After spending time in the hospital earlier this year, 88-year-old Betty Price decided that it was time to transition from her three-story townhouse to a six-room independent-living apartment, just a short drive away in the Longwood at Oakmont Retirement Community in Verona, Pa.
However, she didn’t make the move alone. Although her children live too far away to help her move in, she was able to organize and downsize her house with help from Paul Regan, founder of Paul the Organizer.
Two weeks later, Price’s apartment looked and felt like home. “I had no idea what to bring, but Paul sat down and we looked around and said ‘yes’ or ‘no’,” Price said.
Like Price, downsizing for many retirees can be a tough emotional process.
“Often, they have lived in a house for a long time and its hard for them to downsize,” Regan said. “They have a lot of small things that end up accumulating to be too much.”
To decide what to bring to a new home, Regan suggests individuals look at the floor plan and try to create a comfortable space where they can be surrounded by their favorite things in a room that reflects their previous abode.
“People tend to bring too much stuff, or not enough, so my goal is listening to you and then fitting it to how you want it and letting the process evolve from there,” Regan said.
Photos can help
Before starting the process, Regan recommends taking pictures and documenting what is in each room.
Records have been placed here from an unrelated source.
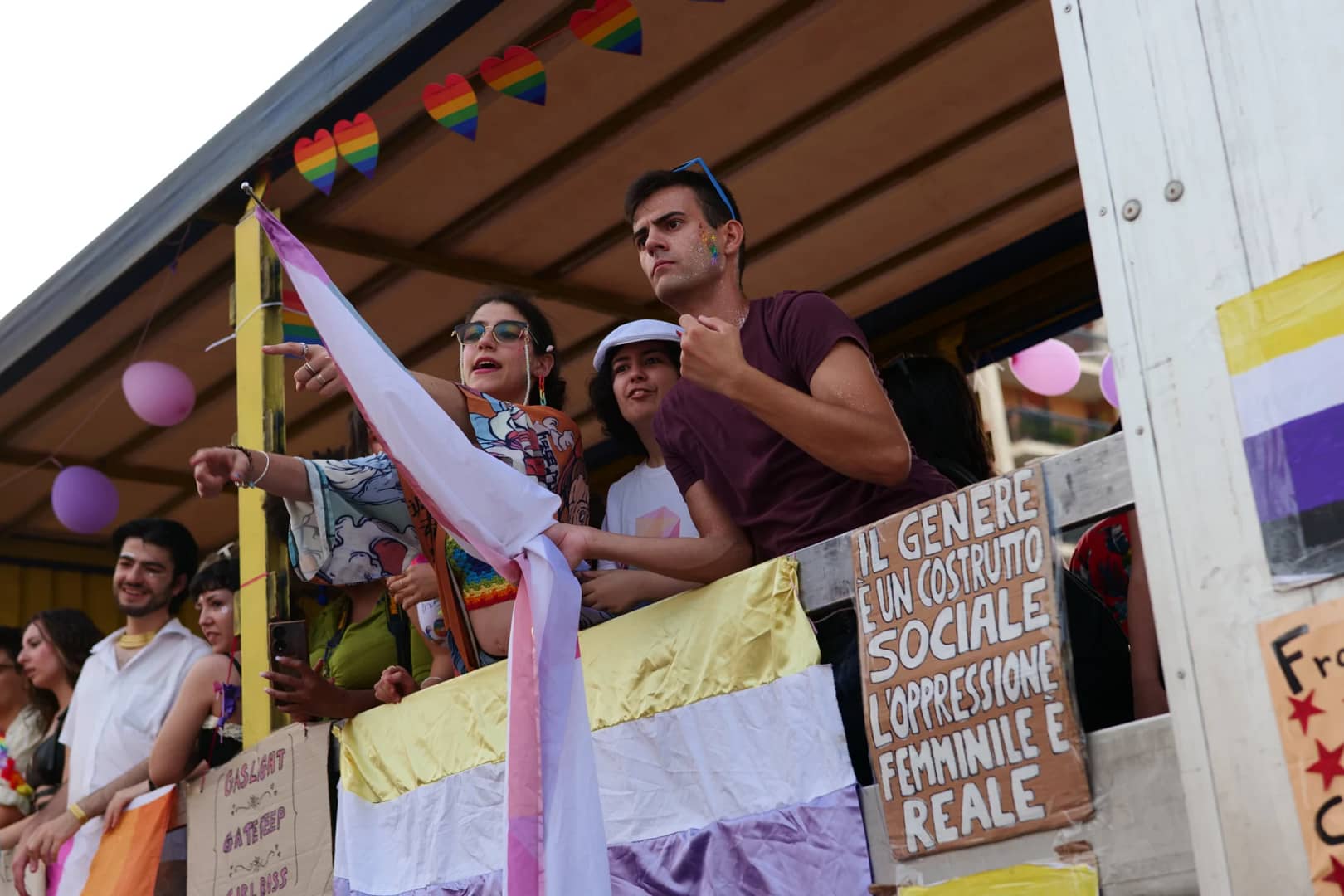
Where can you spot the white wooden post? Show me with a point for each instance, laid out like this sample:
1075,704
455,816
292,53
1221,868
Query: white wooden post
1211,145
This way, the room can be recreated in the resident’s new location. Also, making lists helps illuminate how much they have while identifying the duplicates.
Price originally had two yellow couches in her townhouse’s living room. She brought only one to her new home and donated the other. “My new living room is very similar to my old one,” Price said smiling as she glanced around the yellow, Asian-themed room.
Organizing a house full of memories can be daunting. But, one can start by clearing out small places that contain items of little sentimental value like a medicine closet. This will offer instant gratification and the motivation to continue to move on to other rooms.
Another trick is labeling bins as either “trash,” “sell” or “donate.” This brings rationality to the emotional process.
A good rule of thumb is the “six-month test.” If an item has not been touched in the past six months, it can go into one of the bins. It is also a good idea to hire a trusted appraiser to determine items’ values.
The hardest task
Family pictures and albums should be tackled last because they are the hardest to go through, but also the easiest to give to a third party to handle. Pictures, children’s artwork and letters can be digitized and transferred to a variety of media while still keeping the memories of the past intact. Some companies have professional photograph organizers who can create scrapbooks and legacy videos to preserve the sentimentality of the condensed images.
Storage units tend to be a go-to for items that seniors are not sure about keeping. Regan advises that it’s best to either use a storage unit for a short time and fill it with items that are needed or avoid using a storage unit at all. “People tend to kick the can down the road so clearing out a storage unit can become a dreaded thing and add up to be a lot of money,” Regan said.
Professional organizers, especially those who are members of the National Association of Senior Move Management, are recommended for alleviating the stress and unnecessary extended periods of time in the organizing and downsizing process. “Safety is my No. 1 priority, then it is making the room aesthetically pleasing,” said Regan, a member of the national association.
When Price’s apartment was nearly complete, she walked through the rooms, looking around to see what else from her home she could bring to her new apartment.
“Every inch counts — the rooms are evolving to become more and more like home,” she said.